The first and biggest obstacle to a successful agreement would be the political climate. Popular opinion is running decidedly against banks and the mortgage industry. Any sort of settlement in the lenders’ favor is likely to be seen as kowtowing to bankers and Wall Street. That would be political suicide given the present political climate so it is unlikely that most attorney generals who are elected officials would sign off on it.
Other obstacles include the scope and complexity of the problem there are hundreds of lenders, law firms, mortgage service companies and other businesses involved in the foreclosure crisis. It is highly likely that many of them will seek their own settlements with state governments. It is also highly likely that some state attorney generals will seek their own deals with lenders for their own purposes.

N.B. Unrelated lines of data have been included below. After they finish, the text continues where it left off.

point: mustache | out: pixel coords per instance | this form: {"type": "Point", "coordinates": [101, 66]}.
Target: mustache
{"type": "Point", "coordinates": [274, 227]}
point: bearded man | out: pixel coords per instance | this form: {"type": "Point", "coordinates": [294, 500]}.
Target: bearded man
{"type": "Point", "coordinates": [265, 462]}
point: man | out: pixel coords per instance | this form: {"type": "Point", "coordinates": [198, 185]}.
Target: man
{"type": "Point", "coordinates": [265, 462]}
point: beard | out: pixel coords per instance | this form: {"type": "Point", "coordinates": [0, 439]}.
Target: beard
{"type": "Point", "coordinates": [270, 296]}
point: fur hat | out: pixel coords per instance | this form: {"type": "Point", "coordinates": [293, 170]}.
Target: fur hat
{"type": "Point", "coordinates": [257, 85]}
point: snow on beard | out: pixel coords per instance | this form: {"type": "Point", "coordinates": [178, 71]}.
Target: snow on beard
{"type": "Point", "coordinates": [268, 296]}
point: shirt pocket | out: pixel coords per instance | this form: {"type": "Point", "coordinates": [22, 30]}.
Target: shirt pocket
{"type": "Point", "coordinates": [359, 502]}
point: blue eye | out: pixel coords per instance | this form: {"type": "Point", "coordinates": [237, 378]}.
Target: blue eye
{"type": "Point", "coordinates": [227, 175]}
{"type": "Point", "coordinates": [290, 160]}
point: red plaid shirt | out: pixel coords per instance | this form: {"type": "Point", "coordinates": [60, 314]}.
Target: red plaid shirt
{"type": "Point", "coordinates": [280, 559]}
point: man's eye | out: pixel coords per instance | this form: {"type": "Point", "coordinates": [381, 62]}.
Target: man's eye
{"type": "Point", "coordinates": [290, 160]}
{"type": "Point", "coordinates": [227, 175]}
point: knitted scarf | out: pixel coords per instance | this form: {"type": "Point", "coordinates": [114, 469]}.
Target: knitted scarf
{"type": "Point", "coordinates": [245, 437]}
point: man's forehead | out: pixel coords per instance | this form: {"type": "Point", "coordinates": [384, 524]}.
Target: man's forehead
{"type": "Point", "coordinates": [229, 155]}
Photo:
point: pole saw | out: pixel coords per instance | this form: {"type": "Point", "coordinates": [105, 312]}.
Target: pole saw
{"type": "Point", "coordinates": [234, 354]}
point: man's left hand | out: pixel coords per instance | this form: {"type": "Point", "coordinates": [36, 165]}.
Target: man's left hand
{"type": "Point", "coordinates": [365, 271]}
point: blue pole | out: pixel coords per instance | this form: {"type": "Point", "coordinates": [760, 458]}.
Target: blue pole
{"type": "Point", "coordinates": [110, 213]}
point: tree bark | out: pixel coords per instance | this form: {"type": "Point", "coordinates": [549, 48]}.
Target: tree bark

Civil Lawsuits Could Complicate Matters and Sink Deal
Any sort of deal made by the attorneys general would only cover criminal and civil legal actions brought by the states. It would not cover any possible federal legal action or civil suits brought by private attorneys and individuals.
There is a strong possibility that evidence of foreclosure wrong doing will lead to civil lawsuits including class action lawsuits against the lenders. Any settlement between attorneys generals and lenders could be seen as an admission of wrongdoing and fuel civil lawsuits.
It is also unclear if such a settlement would be legally binding. Consumer advocates, lenders, investors in mortgage backed securities and others could challenge it in court. This could delay the settlement for months or even years. There is also the possibility that the settlement could be thrown out by courts which would reignite the dispute.
Numerous civil lawsuits challenging the foreclosure process have already been filed in states such as Florida. Bloomberg Businessweek reports that North Carolina attorney O. Max Garner III is organizing a nationwide network of attorneys to fight foreclosure. This network could conceivably challenge any sort of deal.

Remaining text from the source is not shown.